Chang went on to highlight a comment Xi made to Putin on Tuesday evening after a state dinner at the Kremlin, in which he said, “Now there are changes that have not happened in 100 years. When we are together, we drive these changes.”
“That’s quite an arrogant statement, and it’s very clear where this is going,” Chang said. “The world is dividing into camps, and China and Russia are forming the core of a new axis. And that means [it] looks like a new Cold War.”
He further elaborated on how the war in Ukraine is adding a new dynamic to the relationship between the two countries.
“China is by far the stronger of the two,” Chang explained. “But Vladimir Putin is willing to challenge the world in ways that Xi Jinping doesn’t. And that means that Russia is, in a sense, driving that partnership between the two of them. And that means that Xi Jinping has got to bail out Vladimir Putin from time to time — like about now. So although Russia is the far weaker of the two, it is the one that is actually disturbing the world and forcing the Chinese to support them.”
Lt. Gen. (Ret.) William G. Boykin, a 36-year Army veteran and current executive vice president of Family Research Council, agreed with Chang’s assessment of the developing China-Russia situation on the world stage.
“I think that we’re going back to a Cold War,” he concurred on “Washington Watch.” “… We’re going to be back into surrogate military operations. And I think that there is no question that the Chinese want to dominate the whole world. They’ve made no bones about that. It’s just like the commitment they’ve made to take Taiwan. They’re serious about it, and they’ve been very open about it. And I think that they’re using … Russia as a way of getting to where they want to be geopolitically. … [T]hey want to be the big dog on the block. And … America [is] the only thing that is preventing them from dominating the world.”
Boykin went on to note that the Ukraine war will likely stall China’s plans for a future invasion of Taiwan.
“I think Taiwan’s on hold until this is solved,” he asserted. “I think that Xi is still watching this largely because he doesn’t really know what he’s going to encounter in Taiwan [which] is a very high tech nation. Taiwan has some tricky waters off their shores. It makes amphibious landings very problematic. And he also is not sure just how much the U.S. military is going to commit to supporting the Taiwanese if in fact they are attacked by mainland China.”

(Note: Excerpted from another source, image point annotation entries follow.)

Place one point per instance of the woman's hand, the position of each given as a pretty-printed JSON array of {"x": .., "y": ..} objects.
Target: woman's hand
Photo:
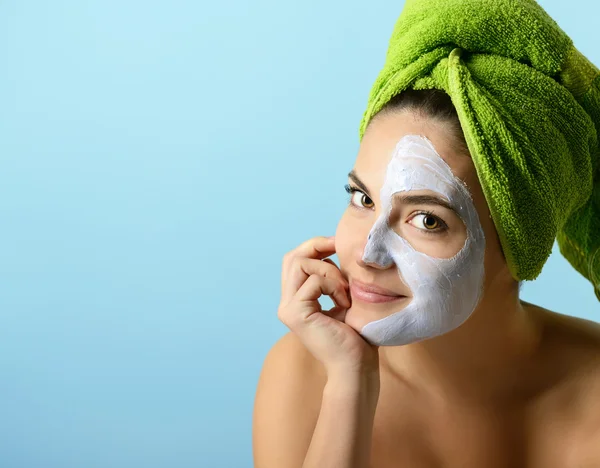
[{"x": 306, "y": 275}]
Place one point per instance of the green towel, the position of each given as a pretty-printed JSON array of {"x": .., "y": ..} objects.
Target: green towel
[{"x": 529, "y": 106}]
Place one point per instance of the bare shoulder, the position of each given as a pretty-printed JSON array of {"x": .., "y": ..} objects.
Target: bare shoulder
[
  {"x": 287, "y": 404},
  {"x": 572, "y": 350}
]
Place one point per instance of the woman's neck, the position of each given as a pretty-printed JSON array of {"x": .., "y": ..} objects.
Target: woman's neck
[{"x": 484, "y": 359}]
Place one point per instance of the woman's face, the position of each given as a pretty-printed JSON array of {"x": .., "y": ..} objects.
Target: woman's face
[{"x": 436, "y": 231}]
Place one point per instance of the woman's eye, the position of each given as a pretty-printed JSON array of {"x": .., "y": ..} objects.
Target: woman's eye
[
  {"x": 428, "y": 222},
  {"x": 358, "y": 198},
  {"x": 361, "y": 199}
]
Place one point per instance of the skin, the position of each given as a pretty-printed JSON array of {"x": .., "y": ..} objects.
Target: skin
[{"x": 516, "y": 385}]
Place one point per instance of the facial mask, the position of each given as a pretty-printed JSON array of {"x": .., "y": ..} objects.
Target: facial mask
[{"x": 445, "y": 291}]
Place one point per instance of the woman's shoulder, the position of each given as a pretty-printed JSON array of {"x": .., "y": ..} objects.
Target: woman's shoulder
[
  {"x": 287, "y": 403},
  {"x": 570, "y": 349}
]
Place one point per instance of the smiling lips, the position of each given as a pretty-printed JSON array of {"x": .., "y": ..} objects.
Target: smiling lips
[{"x": 371, "y": 293}]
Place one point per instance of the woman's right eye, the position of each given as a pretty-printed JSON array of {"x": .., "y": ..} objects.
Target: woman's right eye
[{"x": 358, "y": 195}]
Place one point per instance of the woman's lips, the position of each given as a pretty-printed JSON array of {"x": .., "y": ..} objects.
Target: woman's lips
[{"x": 371, "y": 297}]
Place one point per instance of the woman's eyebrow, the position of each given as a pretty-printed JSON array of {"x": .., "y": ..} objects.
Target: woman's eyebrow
[
  {"x": 352, "y": 176},
  {"x": 423, "y": 200}
]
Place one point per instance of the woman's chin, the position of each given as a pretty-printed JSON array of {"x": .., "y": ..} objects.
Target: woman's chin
[{"x": 358, "y": 315}]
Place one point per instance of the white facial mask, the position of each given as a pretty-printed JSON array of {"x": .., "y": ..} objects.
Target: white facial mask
[{"x": 445, "y": 291}]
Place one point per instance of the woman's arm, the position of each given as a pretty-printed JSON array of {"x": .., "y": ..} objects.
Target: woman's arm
[
  {"x": 304, "y": 419},
  {"x": 342, "y": 437}
]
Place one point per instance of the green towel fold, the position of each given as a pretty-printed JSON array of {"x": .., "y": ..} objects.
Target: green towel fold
[{"x": 529, "y": 105}]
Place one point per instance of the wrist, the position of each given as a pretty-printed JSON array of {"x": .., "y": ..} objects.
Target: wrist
[{"x": 353, "y": 383}]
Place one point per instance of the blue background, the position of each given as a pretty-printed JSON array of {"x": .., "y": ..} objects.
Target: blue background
[{"x": 157, "y": 160}]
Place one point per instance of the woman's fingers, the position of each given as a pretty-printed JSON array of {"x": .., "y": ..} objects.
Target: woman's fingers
[
  {"x": 317, "y": 247},
  {"x": 308, "y": 294},
  {"x": 300, "y": 269}
]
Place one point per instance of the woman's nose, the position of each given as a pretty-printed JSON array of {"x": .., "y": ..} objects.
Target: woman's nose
[{"x": 373, "y": 255}]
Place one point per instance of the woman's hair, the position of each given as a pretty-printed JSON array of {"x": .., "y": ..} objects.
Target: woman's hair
[
  {"x": 433, "y": 104},
  {"x": 430, "y": 103}
]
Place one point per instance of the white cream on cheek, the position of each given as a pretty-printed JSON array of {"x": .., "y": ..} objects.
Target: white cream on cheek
[{"x": 445, "y": 291}]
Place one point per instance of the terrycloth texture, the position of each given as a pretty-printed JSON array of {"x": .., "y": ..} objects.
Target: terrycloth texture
[{"x": 529, "y": 105}]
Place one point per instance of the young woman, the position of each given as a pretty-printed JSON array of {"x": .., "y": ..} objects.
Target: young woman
[{"x": 471, "y": 376}]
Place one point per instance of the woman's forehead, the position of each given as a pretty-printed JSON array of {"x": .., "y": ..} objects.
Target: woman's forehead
[{"x": 380, "y": 151}]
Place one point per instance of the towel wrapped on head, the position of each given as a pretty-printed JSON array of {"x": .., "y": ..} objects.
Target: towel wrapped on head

As Xi departed Russia on Wednesday, the House Select Committee on China is set to kick off on Thursday with a hearing addressing the Chinese Communist Party’s (CCP) ongoing treatment of the Uyghur people in China’s Xinjiang region, which experts are calling a genocide.
“The Chinese Communist Party’s ongoing Uyghur genocide reveals the party’s true nature,” Rep. Mike Gallagher (R-Wis.) told The Daily Signal. “It should serve as a warning for what the world would look like under CCP leadership.”

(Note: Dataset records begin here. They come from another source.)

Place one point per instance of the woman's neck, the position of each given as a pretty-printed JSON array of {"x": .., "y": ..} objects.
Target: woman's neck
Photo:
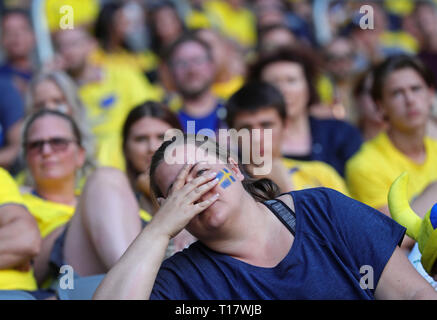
[
  {"x": 63, "y": 193},
  {"x": 411, "y": 144},
  {"x": 201, "y": 105}
]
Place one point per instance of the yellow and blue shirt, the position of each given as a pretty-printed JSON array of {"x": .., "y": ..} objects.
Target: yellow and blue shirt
[
  {"x": 372, "y": 170},
  {"x": 13, "y": 279},
  {"x": 314, "y": 174},
  {"x": 108, "y": 103}
]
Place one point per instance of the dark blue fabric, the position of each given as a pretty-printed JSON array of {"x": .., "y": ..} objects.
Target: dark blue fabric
[
  {"x": 11, "y": 107},
  {"x": 333, "y": 142},
  {"x": 213, "y": 121},
  {"x": 335, "y": 237}
]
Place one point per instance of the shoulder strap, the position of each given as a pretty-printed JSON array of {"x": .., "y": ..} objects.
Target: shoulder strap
[{"x": 284, "y": 213}]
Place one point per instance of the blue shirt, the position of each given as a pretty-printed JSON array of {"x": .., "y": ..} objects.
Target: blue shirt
[
  {"x": 212, "y": 121},
  {"x": 336, "y": 237},
  {"x": 333, "y": 142},
  {"x": 11, "y": 107}
]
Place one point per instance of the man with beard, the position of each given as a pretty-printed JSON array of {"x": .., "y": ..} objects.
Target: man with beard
[{"x": 192, "y": 70}]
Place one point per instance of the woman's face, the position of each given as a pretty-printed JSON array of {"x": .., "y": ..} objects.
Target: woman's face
[
  {"x": 52, "y": 152},
  {"x": 230, "y": 189},
  {"x": 289, "y": 78},
  {"x": 47, "y": 95},
  {"x": 144, "y": 138}
]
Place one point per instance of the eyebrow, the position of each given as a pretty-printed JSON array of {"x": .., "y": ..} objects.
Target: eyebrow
[{"x": 191, "y": 169}]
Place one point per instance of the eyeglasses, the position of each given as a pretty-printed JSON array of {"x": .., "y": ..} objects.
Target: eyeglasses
[{"x": 56, "y": 144}]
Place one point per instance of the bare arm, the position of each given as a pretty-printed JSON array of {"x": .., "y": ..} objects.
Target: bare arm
[
  {"x": 10, "y": 151},
  {"x": 133, "y": 276},
  {"x": 20, "y": 239},
  {"x": 400, "y": 281},
  {"x": 420, "y": 205}
]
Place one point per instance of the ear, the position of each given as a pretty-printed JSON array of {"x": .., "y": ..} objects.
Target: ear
[
  {"x": 233, "y": 165},
  {"x": 160, "y": 200},
  {"x": 380, "y": 108},
  {"x": 81, "y": 157}
]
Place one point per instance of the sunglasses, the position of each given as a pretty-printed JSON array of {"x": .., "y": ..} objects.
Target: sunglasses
[{"x": 56, "y": 145}]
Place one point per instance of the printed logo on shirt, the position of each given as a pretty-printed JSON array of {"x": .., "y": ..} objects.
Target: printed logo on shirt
[{"x": 108, "y": 102}]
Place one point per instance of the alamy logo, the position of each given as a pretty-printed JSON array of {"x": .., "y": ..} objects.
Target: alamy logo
[
  {"x": 67, "y": 20},
  {"x": 66, "y": 281},
  {"x": 367, "y": 20},
  {"x": 367, "y": 280}
]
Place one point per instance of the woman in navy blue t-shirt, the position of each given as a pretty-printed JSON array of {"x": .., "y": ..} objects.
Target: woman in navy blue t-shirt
[{"x": 309, "y": 244}]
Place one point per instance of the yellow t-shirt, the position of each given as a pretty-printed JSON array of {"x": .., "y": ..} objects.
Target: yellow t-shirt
[
  {"x": 143, "y": 61},
  {"x": 108, "y": 103},
  {"x": 13, "y": 279},
  {"x": 399, "y": 39},
  {"x": 239, "y": 25},
  {"x": 372, "y": 170},
  {"x": 224, "y": 90},
  {"x": 313, "y": 174},
  {"x": 49, "y": 215}
]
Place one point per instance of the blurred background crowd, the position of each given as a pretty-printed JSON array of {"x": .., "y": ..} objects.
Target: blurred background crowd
[{"x": 96, "y": 60}]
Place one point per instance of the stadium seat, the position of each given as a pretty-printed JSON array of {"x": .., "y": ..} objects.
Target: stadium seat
[
  {"x": 15, "y": 295},
  {"x": 84, "y": 288}
]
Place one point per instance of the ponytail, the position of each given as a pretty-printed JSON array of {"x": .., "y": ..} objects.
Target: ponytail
[{"x": 260, "y": 189}]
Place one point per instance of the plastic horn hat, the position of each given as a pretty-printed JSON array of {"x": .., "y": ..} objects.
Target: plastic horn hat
[{"x": 424, "y": 231}]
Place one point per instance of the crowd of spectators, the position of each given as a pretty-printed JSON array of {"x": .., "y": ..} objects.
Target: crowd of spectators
[{"x": 351, "y": 107}]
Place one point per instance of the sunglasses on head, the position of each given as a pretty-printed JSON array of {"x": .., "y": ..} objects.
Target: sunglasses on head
[{"x": 56, "y": 145}]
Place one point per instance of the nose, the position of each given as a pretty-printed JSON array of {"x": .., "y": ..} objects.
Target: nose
[
  {"x": 46, "y": 149},
  {"x": 154, "y": 144}
]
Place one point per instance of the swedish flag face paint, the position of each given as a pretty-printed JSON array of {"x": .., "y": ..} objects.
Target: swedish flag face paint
[{"x": 225, "y": 178}]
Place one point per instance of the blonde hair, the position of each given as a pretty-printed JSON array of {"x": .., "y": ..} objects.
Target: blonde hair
[{"x": 78, "y": 113}]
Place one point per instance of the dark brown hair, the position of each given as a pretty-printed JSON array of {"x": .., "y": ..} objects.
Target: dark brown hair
[
  {"x": 148, "y": 109},
  {"x": 301, "y": 56},
  {"x": 395, "y": 63},
  {"x": 260, "y": 189}
]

Gallagher, who serves as the committee chair, elaborated on the CCP’s practices in the regions. “Religious minorities are rounded up in concentration camps and subjected to forced labor,” he explained. “Women are subjected to forced abortion, sterilization, and IUD insertion. Families are separated. An ethnic group is being systematically exterminated.”
Reports outline the forced detainment of “up to 1.8 million Uyghurs and other Muslim minorities in as many as 1,300 to 1,400 internment camps.”
A day after the International Criminal Court issued an arrest warrant for Vladimir Putin for committing war crimes, including the purported abduction of as many as 16,226 children from Ukraine, the East Turkistan Government in Exile called for the arrest of Xi Jinping for “#UyghurGenocide + over 880,5000 Uyghur/Turkic children forcibly separated from families and sent to indoctrination camps.”
Dan Hart is senior editor at The Washington Stand.